I see myself reflecting back in her eyes. They’re the only mirrors I can tolerate.
We hold each other. Touch each other as if for the first time.
Eventually, she speaks again.
“But you must have torn yourself open, not knowing what would happen. Not knowing if you had a real future. Every moment, not knowing if somebody would recognise you from an old picture…”

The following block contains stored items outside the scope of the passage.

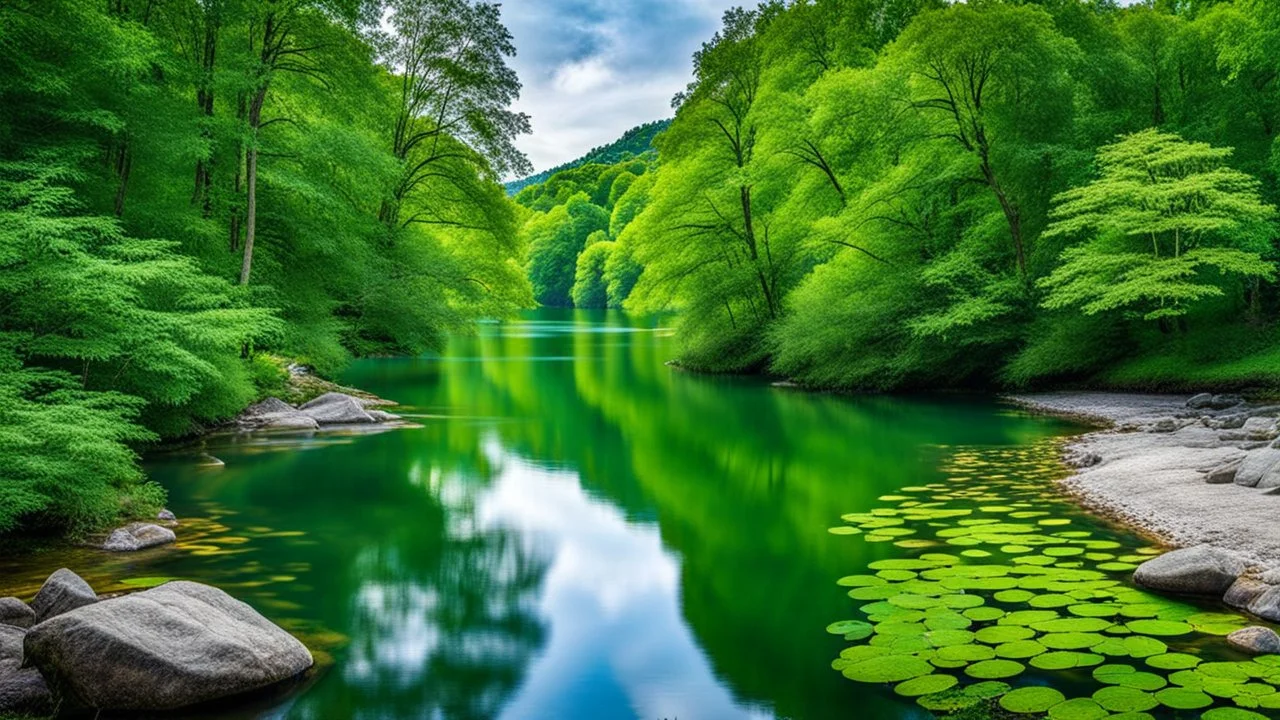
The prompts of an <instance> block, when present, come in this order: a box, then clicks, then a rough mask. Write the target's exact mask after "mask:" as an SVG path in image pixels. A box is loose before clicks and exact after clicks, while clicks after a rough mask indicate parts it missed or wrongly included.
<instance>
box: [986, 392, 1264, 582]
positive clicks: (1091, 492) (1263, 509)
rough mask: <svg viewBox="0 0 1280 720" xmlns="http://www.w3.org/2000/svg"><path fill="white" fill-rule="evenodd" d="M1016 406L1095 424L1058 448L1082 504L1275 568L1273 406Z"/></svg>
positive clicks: (1138, 396) (1165, 542) (1142, 530)
mask: <svg viewBox="0 0 1280 720" xmlns="http://www.w3.org/2000/svg"><path fill="white" fill-rule="evenodd" d="M1009 400H1010V401H1012V402H1014V404H1016V405H1019V406H1021V407H1024V409H1028V410H1032V411H1034V413H1043V414H1050V415H1057V416H1065V418H1071V419H1076V420H1083V421H1087V423H1091V424H1096V425H1100V427H1101V429H1098V430H1096V432H1091V433H1087V434H1083V436H1080V437H1078V438H1075V439H1073V441H1070V442H1068V443H1066V445H1065V447H1064V452H1065V457H1066V461H1068V462H1069V464H1071V465H1073V466H1075V468H1076V471H1075V473H1074V474H1073V475H1071V477H1069V478H1066V479H1065V480H1062V483H1061V484H1062V487H1064V488H1065V489H1066V491H1068V492H1069V493H1071V495H1073V496H1075V497H1076V498H1078V500H1079V501H1080V502H1082V503H1083V505H1084V506H1085V507H1088V509H1089V510H1093V511H1096V512H1100V514H1102V515H1106V516H1110V518H1114V519H1116V520H1119V521H1121V523H1125V524H1128V525H1130V527H1133V528H1135V529H1137V530H1139V532H1143V533H1146V534H1149V536H1152V537H1153V538H1156V539H1158V541H1160V542H1162V543H1166V544H1170V546H1175V547H1190V546H1197V544H1210V546H1213V547H1219V548H1222V550H1229V551H1233V552H1236V553H1239V555H1240V556H1242V557H1244V559H1245V560H1247V561H1248V562H1251V564H1253V565H1256V566H1257V568H1270V566H1275V565H1277V564H1280V523H1277V521H1276V519H1277V516H1280V495H1277V493H1280V491H1277V489H1276V488H1277V487H1280V448H1277V447H1275V443H1276V442H1277V441H1276V438H1277V434H1280V433H1277V427H1276V423H1277V421H1276V416H1277V415H1280V407H1277V406H1260V405H1251V404H1245V402H1238V401H1236V398H1230V397H1222V396H1219V400H1220V401H1219V402H1213V400H1212V398H1210V397H1208V396H1197V398H1193V400H1196V401H1194V402H1192V401H1190V400H1189V398H1188V397H1187V396H1167V395H1126V393H1103V392H1057V393H1039V395H1015V396H1009Z"/></svg>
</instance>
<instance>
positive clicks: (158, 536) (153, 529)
mask: <svg viewBox="0 0 1280 720" xmlns="http://www.w3.org/2000/svg"><path fill="white" fill-rule="evenodd" d="M177 539H178V536H177V534H174V532H173V530H170V529H169V528H161V527H160V525H154V524H151V523H131V524H128V525H125V527H123V528H118V529H115V530H113V532H111V534H110V536H109V537H108V538H106V542H104V543H102V550H106V551H110V552H136V551H138V550H146V548H148V547H156V546H160V544H168V543H170V542H177Z"/></svg>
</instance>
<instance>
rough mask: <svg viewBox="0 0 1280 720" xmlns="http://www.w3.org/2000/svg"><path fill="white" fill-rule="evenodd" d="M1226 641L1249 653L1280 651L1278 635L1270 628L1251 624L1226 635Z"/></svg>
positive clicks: (1245, 651)
mask: <svg viewBox="0 0 1280 720" xmlns="http://www.w3.org/2000/svg"><path fill="white" fill-rule="evenodd" d="M1226 642H1228V643H1230V644H1231V646H1234V647H1235V648H1238V650H1243V651H1244V652H1248V653H1249V655H1275V653H1280V635H1277V634H1276V632H1275V630H1272V629H1271V628H1263V626H1261V625H1253V626H1249V628H1243V629H1240V630H1236V632H1234V633H1231V634H1230V635H1226Z"/></svg>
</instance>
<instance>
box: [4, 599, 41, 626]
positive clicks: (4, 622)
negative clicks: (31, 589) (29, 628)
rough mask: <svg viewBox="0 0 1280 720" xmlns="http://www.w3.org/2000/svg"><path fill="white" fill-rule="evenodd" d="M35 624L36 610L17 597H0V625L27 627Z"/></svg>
mask: <svg viewBox="0 0 1280 720" xmlns="http://www.w3.org/2000/svg"><path fill="white" fill-rule="evenodd" d="M35 624H36V611H35V610H32V609H31V607H28V606H27V603H26V602H23V601H20V600H18V598H17V597H0V625H13V626H14V628H29V626H32V625H35Z"/></svg>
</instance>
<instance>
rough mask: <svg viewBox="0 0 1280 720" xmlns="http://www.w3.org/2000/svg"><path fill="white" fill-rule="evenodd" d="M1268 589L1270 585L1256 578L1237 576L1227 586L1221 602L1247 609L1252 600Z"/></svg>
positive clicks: (1244, 608) (1239, 609)
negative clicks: (1233, 581)
mask: <svg viewBox="0 0 1280 720" xmlns="http://www.w3.org/2000/svg"><path fill="white" fill-rule="evenodd" d="M1268 589H1271V585H1268V584H1267V583H1265V582H1262V580H1260V579H1257V578H1239V579H1236V580H1235V583H1233V584H1231V587H1230V588H1228V591H1226V594H1224V596H1222V602H1225V603H1226V605H1229V606H1231V607H1235V609H1239V610H1248V609H1249V606H1251V605H1253V601H1254V600H1257V598H1260V597H1262V593H1265V592H1267V591H1268Z"/></svg>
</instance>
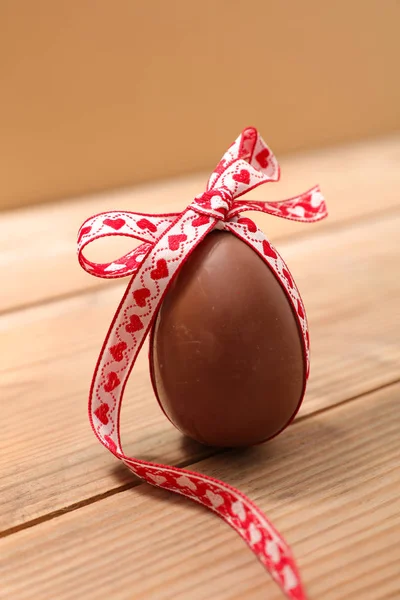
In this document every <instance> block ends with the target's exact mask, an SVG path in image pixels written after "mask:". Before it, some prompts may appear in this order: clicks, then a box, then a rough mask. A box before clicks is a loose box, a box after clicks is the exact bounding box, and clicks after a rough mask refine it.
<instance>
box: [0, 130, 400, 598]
mask: <svg viewBox="0 0 400 600" xmlns="http://www.w3.org/2000/svg"><path fill="white" fill-rule="evenodd" d="M399 164H400V136H392V137H390V138H386V139H381V140H374V141H370V142H368V143H363V144H354V145H352V146H347V147H344V148H333V149H327V150H324V151H323V152H322V151H321V152H314V153H308V154H307V155H301V156H293V157H289V158H287V159H286V160H283V161H282V165H283V182H282V183H279V184H275V185H274V186H264V189H261V188H260V189H258V190H256V192H253V194H252V197H253V198H254V199H256V198H258V199H274V198H276V199H278V198H283V197H285V196H286V195H292V194H294V193H296V192H298V191H303V190H304V189H307V188H308V187H310V186H311V185H312V184H314V183H315V182H319V183H320V184H321V187H322V189H323V191H324V193H325V195H326V198H327V202H328V206H329V209H330V218H329V219H328V220H326V221H325V222H321V223H320V224H316V225H313V226H311V225H310V226H307V225H301V224H296V223H291V222H284V221H281V220H279V219H274V218H272V217H266V216H261V217H260V216H257V217H256V219H257V221H258V222H259V223H260V224H261V226H262V227H263V229H264V231H265V232H266V233H267V235H269V236H270V238H271V239H272V240H274V241H275V243H276V244H277V246H278V248H279V249H280V251H281V253H282V255H283V256H284V258H285V260H287V262H288V264H289V265H290V268H291V270H292V272H293V274H294V276H295V279H296V281H297V283H298V285H299V287H300V290H301V292H302V295H303V298H304V301H305V305H306V307H307V309H308V316H309V320H310V328H311V342H312V363H311V364H312V369H311V379H310V382H309V387H308V391H307V396H306V399H305V402H304V404H303V408H302V410H301V412H300V414H299V416H298V418H297V419H296V421H295V422H294V424H293V425H291V426H290V428H288V429H287V430H286V431H285V432H284V434H282V435H281V436H279V437H278V438H277V439H275V440H273V441H272V442H270V443H268V444H265V445H263V446H259V447H256V448H251V449H249V450H246V451H242V452H215V451H214V450H211V449H207V448H204V447H202V446H200V445H198V444H195V443H194V442H191V441H190V440H186V439H183V438H182V437H181V435H180V434H179V433H178V432H177V431H176V430H175V429H174V428H173V427H172V426H171V425H170V424H169V423H168V421H167V420H166V419H165V418H164V416H163V415H162V413H161V411H160V410H159V408H158V405H157V403H156V401H155V400H154V398H153V395H152V392H151V388H150V383H149V378H148V370H147V364H146V357H145V355H144V356H142V357H141V359H140V360H139V363H138V366H137V369H136V371H135V374H134V377H132V379H131V382H130V386H129V390H128V393H127V397H126V399H125V403H124V407H123V414H122V423H123V437H124V440H125V450H126V452H127V453H128V454H131V455H133V456H138V457H143V458H147V459H150V460H157V461H159V462H160V461H166V462H169V463H172V464H175V465H180V466H184V465H190V466H191V468H192V469H194V470H198V471H201V472H204V473H208V474H210V475H214V476H217V477H219V478H222V479H223V480H224V481H226V482H229V483H230V484H232V485H234V486H237V487H239V488H240V489H241V490H242V491H243V492H245V493H246V494H248V495H249V496H250V497H251V498H252V499H253V500H255V502H257V503H258V505H259V506H260V507H261V508H262V509H263V510H264V511H265V512H266V514H267V515H268V516H269V517H270V518H271V519H272V521H273V522H274V524H275V525H276V526H277V527H278V529H279V530H280V531H281V532H282V533H283V535H284V536H285V538H286V539H287V541H288V542H289V543H290V544H291V546H292V548H293V550H294V553H295V556H296V558H297V560H298V563H299V566H300V569H301V572H302V575H303V579H304V582H305V584H306V586H307V589H308V591H309V595H310V598H312V599H322V598H323V599H324V600H343V599H345V598H346V599H352V600H354V599H355V600H358V599H363V600H365V599H371V600H378V599H381V598H400V500H399V494H400V467H399V461H400V410H399V399H400V367H399V363H400V343H399V339H400V262H399V258H400V257H399V251H400V211H399V196H400V169H399ZM203 186H204V176H193V177H189V178H184V179H181V180H175V181H172V182H168V183H166V184H162V183H160V184H154V185H151V186H150V185H148V186H142V187H141V188H138V189H136V190H126V191H122V192H118V193H114V194H104V195H103V196H99V197H95V198H83V199H78V200H74V201H70V202H63V203H57V204H54V205H51V204H50V205H42V206H35V207H33V208H30V209H24V210H20V211H15V212H10V213H4V214H2V215H1V216H0V260H1V264H2V268H3V278H2V281H3V283H2V292H1V297H0V310H1V315H0V332H1V359H2V360H1V366H0V369H1V378H0V399H1V415H2V428H1V436H0V505H1V510H0V531H1V536H2V539H1V540H0V597H1V598H4V599H7V600H8V599H15V600H20V599H21V600H22V599H28V598H29V599H34V600H44V599H46V600H47V599H49V600H50V599H52V600H53V599H57V600H59V599H76V598H78V599H92V598H93V599H94V598H96V599H99V598H100V599H103V598H107V599H113V600H114V599H142V598H143V599H145V600H147V599H156V600H158V599H163V598H174V599H188V600H203V599H204V600H206V599H207V600H210V599H215V600H227V599H229V600H233V599H245V600H256V599H261V598H269V599H276V600H278V599H279V598H281V595H280V592H279V590H278V588H277V587H276V586H275V584H274V583H273V582H272V580H271V579H270V578H269V576H268V575H267V574H266V573H265V572H264V570H263V569H262V567H261V565H260V564H259V563H258V562H257V561H256V559H255V558H254V557H253V556H252V554H251V553H250V552H249V550H248V549H247V548H246V546H245V545H244V544H243V542H242V541H241V540H240V539H239V537H237V536H236V535H235V534H234V532H233V531H232V530H231V529H230V528H229V527H227V526H226V525H225V524H224V523H223V522H221V521H220V520H219V519H217V518H216V517H214V516H213V515H211V514H210V513H208V512H207V511H205V510H204V509H202V508H201V507H199V506H197V505H193V504H192V503H190V502H189V501H187V500H185V499H184V498H180V497H173V496H172V495H170V494H168V493H167V492H165V491H163V490H157V489H154V488H152V487H150V486H148V485H144V484H141V483H140V481H138V480H137V479H135V478H134V477H133V476H132V475H131V474H130V472H129V471H128V470H127V469H125V468H124V467H123V466H122V465H120V464H118V462H117V461H116V460H115V459H113V457H112V456H111V455H110V454H109V453H107V452H106V451H105V450H104V449H103V448H102V447H101V446H100V445H99V444H98V443H97V442H96V440H95V438H94V436H93V435H92V433H91V430H90V428H89V425H88V421H87V417H86V397H87V391H88V386H89V382H90V377H91V373H92V370H93V367H94V364H95V360H96V357H97V353H98V351H99V348H100V345H101V342H102V339H103V337H104V335H105V332H106V330H107V327H108V323H109V321H110V319H111V317H112V315H113V311H114V309H115V307H116V305H117V302H118V301H119V298H120V297H121V295H122V291H123V289H124V286H125V283H124V282H123V283H121V282H119V283H112V282H110V281H107V282H104V281H99V280H96V279H94V278H90V277H89V276H88V275H86V274H85V273H83V272H81V270H80V269H79V267H78V265H77V261H76V256H75V236H76V231H77V229H78V227H79V225H80V223H81V222H82V221H83V220H84V218H85V217H87V216H89V215H91V214H93V213H94V212H100V211H101V210H105V209H112V208H124V209H130V210H147V211H153V210H154V211H157V210H160V209H161V210H179V209H180V208H183V207H184V206H185V205H186V204H187V203H188V201H189V200H190V199H191V197H193V196H194V195H195V194H197V193H199V192H200V191H201V190H202V188H203ZM128 243H129V242H128ZM123 244H125V246H124V247H125V248H126V247H127V246H126V240H124V241H123ZM114 251H115V247H113V248H110V246H107V247H104V248H101V249H100V254H99V252H98V253H97V254H96V256H97V257H99V258H101V256H103V255H102V253H103V252H104V255H105V256H113V253H114ZM100 255H101V256H100Z"/></svg>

“Tony did. He knows. Saw me in the files and told me he knew everything. It was a weird feeling. Like being found out, but being relieved that somebody else knew, all at the same time. Maybe that’s why I couldn’t tell you. I had a confidante who didn’t share my bed. I could talk to him about it without worrying that I’d scare him away. How could I lay there with you? Telling you about how it felt to pull the trigger. What I’m seeing when the lights go out. How it feels to spend most of your life trying not to flinch when goblins start chucking daggers in your face….”
She puts a hand on my cheek. Pulls me close. “That’s what love is, Owen. That’s what your kind of love is, anyway. It’s taking somebody else’s sadness. Using everything in your power to make their every moment a perfect one, even if it means making yourself miserable. It’s caring more for somebody else than you do for yourself.”
I feel myself fragmenting. Coming apart. I can’t see properly, through the tears and the rain and the endless images that spill over one another as I try to make sense of who I am. “I’m a fool,” I say, and it doesn’t seem like enough.
“You are,” she agrees, and we find it in ourselves to laugh.
I tell her about Roper. About how he works. What he’s done. Show her my bruises.
She shakes her head. Reacts as if I’m telling her about an unpleasant boss. Tells me not to worry. That he’s probably jealous. That he’ll get his in the end.
Then I’m spilling all of it. Tony. Ella.